Singapore has the highest number of AI staff with a percentage of total employees at 2.36%, as compared to Australia and China at the lowest with 1.95% and 1.96%, respectively.
Increasingly, we see that companies in the region are using a three-pronged approach to address skills shortcomings: upskilling programmes, partnerships, and out-tasking. For example, in Japan, companies are looking to grow talent internally rather than through mergers and acquisitions, or outsourcing.
Countries can also work closely in partnerships with academic institutions and government policymakers to boost STEM programmes to help companies in these countries close the talent gap.
In addition, governments and companies need to drive greater awareness of the career opportunities that exist today and in the years ahead – making students aware of these careers to encourage their course choices and career plans as well as developing learning roadmaps for AI that focus on data, analytics, and business will help create greater interest and supply.
iTNews Asia: In implementing AI, data privacy could be an issue. How have companies ensured that data privacy is safeguarded despite the implementation of AI?
Data privacy is indeed a barrier to overcome for many AI projects in the region, with 32% of organisations seeing it as one of their top 10 challenges.
In light of this, it is key that businesses adopt greater integrity when it comes to storage and protection of their data. Data fundamentals, such as integrity, quality, and security, have been shown to be a bigger concern in APAC than other regions. This could be because existing legacy systems have been unable to keep pace with the rapid rate at which enterprise data has expanded, impacting the mainstreaming of digital technologies.
As such, business leaders should firstly know where their data is and how it is being used. The biggest mistake that many business leaders make is that they do not know how much data they have and where it is being stored.

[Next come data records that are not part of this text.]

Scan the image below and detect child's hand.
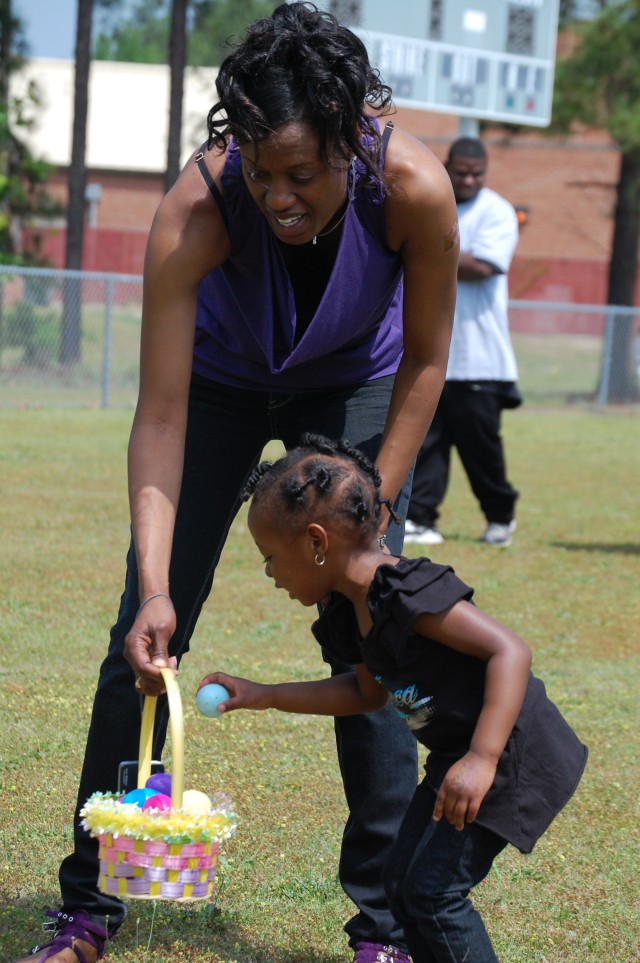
[433,751,496,829]
[198,672,271,715]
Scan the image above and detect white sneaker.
[480,518,516,548]
[404,518,444,545]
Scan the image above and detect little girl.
[201,435,587,963]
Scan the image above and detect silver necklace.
[311,197,351,247]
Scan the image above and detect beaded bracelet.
[136,592,173,618]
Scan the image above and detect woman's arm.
[414,601,531,829]
[125,149,229,694]
[377,129,459,516]
[198,664,388,716]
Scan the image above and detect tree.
[164,0,188,191]
[0,0,59,264]
[58,0,94,365]
[553,0,640,402]
[94,0,276,67]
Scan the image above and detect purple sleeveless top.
[193,128,402,392]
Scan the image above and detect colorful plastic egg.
[120,787,158,809]
[196,682,229,719]
[145,772,171,796]
[142,792,171,813]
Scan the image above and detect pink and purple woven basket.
[81,669,236,901]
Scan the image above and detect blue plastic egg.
[196,682,230,719]
[145,772,171,796]
[120,788,158,809]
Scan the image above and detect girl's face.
[248,506,332,605]
[240,121,348,244]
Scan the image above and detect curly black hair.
[240,433,397,536]
[207,2,393,184]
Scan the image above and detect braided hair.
[207,2,392,180]
[240,433,397,537]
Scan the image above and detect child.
[201,435,587,963]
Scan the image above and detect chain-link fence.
[0,266,640,411]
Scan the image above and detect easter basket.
[80,669,236,902]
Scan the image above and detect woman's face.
[240,121,348,244]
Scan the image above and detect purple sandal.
[29,910,109,963]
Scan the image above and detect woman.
[18,3,458,963]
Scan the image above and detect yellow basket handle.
[138,669,184,809]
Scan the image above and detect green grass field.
[0,406,640,963]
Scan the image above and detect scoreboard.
[317,0,559,127]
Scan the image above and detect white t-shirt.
[447,187,518,381]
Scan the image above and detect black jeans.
[385,779,507,963]
[407,381,518,528]
[60,378,417,946]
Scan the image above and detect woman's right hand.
[124,595,178,696]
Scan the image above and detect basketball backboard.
[318,0,559,127]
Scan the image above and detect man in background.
[405,137,522,547]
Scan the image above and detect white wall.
[11,59,217,173]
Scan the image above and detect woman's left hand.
[433,750,496,829]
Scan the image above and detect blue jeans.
[384,779,506,963]
[407,381,518,528]
[60,378,417,946]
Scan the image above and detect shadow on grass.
[0,893,346,963]
[551,542,640,555]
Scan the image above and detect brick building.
[14,60,636,312]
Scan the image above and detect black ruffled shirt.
[313,558,587,853]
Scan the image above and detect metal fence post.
[101,278,113,408]
[598,308,616,408]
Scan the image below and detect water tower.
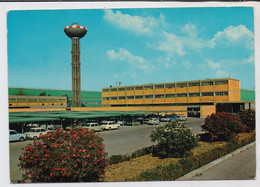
[64,24,87,107]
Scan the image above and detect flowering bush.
[201,112,247,141]
[238,109,255,132]
[151,122,199,158]
[19,127,108,182]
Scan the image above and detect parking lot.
[9,118,203,181]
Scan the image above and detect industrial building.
[102,78,254,117]
[8,88,102,108]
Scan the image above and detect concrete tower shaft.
[64,24,87,107]
[71,37,81,107]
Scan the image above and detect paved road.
[9,118,203,180]
[190,146,256,180]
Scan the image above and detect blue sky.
[7,7,255,91]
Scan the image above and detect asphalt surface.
[190,146,256,180]
[9,118,204,181]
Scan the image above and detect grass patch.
[104,131,255,182]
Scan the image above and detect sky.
[7,7,255,91]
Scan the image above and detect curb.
[176,141,256,181]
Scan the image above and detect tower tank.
[64,24,87,107]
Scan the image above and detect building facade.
[102,78,254,117]
[102,78,240,106]
[8,88,102,108]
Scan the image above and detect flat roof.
[102,78,239,90]
[9,110,179,123]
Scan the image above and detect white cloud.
[107,49,150,71]
[104,10,158,34]
[181,23,198,38]
[181,60,192,69]
[207,60,221,70]
[209,25,254,49]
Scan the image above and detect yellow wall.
[144,99,153,104]
[110,92,117,97]
[201,85,213,92]
[229,91,240,101]
[228,80,240,91]
[215,95,228,101]
[200,105,216,117]
[189,97,200,103]
[201,96,214,102]
[126,99,135,104]
[165,98,175,103]
[126,90,134,96]
[189,86,200,93]
[165,88,175,94]
[154,88,164,94]
[176,87,188,93]
[135,99,144,104]
[144,89,153,95]
[215,84,228,91]
[177,97,187,103]
[135,90,143,95]
[154,98,164,103]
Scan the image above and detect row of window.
[103,92,228,100]
[103,80,228,92]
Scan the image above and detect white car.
[25,128,48,139]
[101,121,120,130]
[148,118,160,125]
[9,130,26,142]
[178,114,187,121]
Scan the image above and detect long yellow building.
[102,78,240,116]
[102,78,240,106]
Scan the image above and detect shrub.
[238,109,255,132]
[151,122,198,158]
[19,127,107,182]
[201,112,247,141]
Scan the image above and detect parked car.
[160,116,171,122]
[178,114,187,121]
[82,122,104,132]
[101,121,120,130]
[9,130,26,142]
[25,128,47,139]
[148,118,160,125]
[170,116,179,122]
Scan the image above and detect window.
[155,95,164,98]
[177,94,187,97]
[201,81,213,86]
[189,82,200,87]
[154,85,164,89]
[118,88,125,91]
[144,86,153,90]
[135,95,143,99]
[177,83,187,88]
[165,94,175,98]
[215,80,228,85]
[201,92,213,96]
[165,84,175,88]
[135,86,143,90]
[126,87,134,91]
[10,131,17,135]
[215,92,228,96]
[189,93,200,97]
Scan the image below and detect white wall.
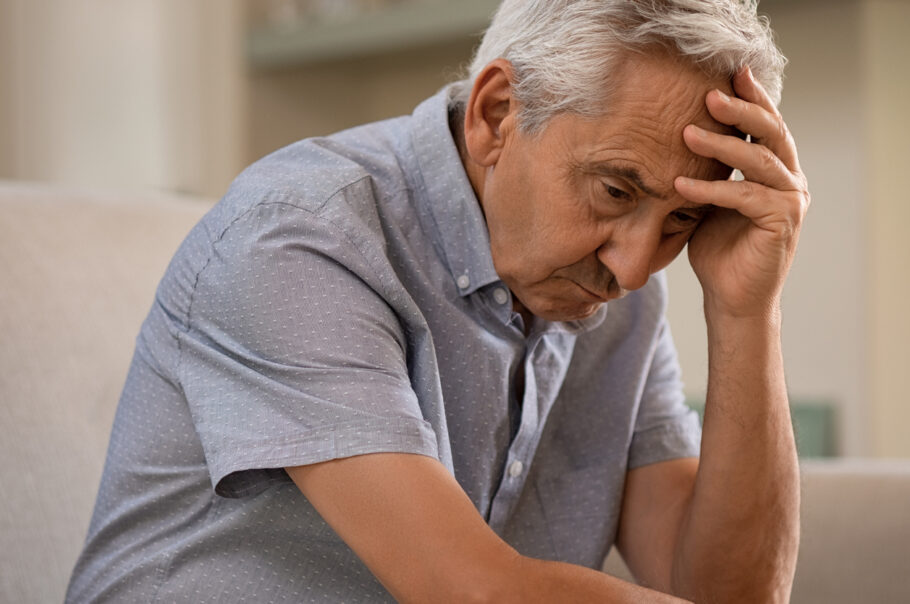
[0,0,245,194]
[0,0,910,456]
[670,0,910,457]
[862,0,910,457]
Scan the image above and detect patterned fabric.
[67,90,700,603]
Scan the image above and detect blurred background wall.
[0,0,910,457]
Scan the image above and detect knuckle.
[735,180,756,203]
[758,145,780,170]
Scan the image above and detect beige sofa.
[0,182,910,604]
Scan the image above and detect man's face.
[482,56,732,321]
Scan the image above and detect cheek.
[651,233,691,272]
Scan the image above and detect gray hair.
[452,0,787,133]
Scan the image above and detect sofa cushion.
[0,182,211,602]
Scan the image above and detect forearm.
[673,307,799,602]
[512,557,686,604]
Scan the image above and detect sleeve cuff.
[211,418,439,498]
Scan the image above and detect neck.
[449,103,484,206]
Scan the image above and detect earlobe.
[465,59,517,167]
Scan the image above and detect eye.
[670,209,704,229]
[604,183,632,201]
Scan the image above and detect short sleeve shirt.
[68,89,700,602]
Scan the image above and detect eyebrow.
[592,164,669,200]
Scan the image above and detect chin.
[530,302,603,321]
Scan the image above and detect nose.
[597,227,661,291]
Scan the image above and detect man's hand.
[287,453,681,604]
[675,68,809,317]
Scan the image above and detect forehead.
[557,53,736,195]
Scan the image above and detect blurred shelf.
[247,0,499,69]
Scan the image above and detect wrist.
[704,296,782,331]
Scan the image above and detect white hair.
[452,0,787,133]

By identifying an organisation’s data flow and its vulnerable points, companies can implement measures that can address any current challenges. When IT teams are aware of these gaps, businesses can implement measures such as sophisticated encryption methods for all sensitive data.
With businesses interacting online with customers more than ever, trust becomes the core to successful partnerships and protecting digital data becomes central to the success of a business.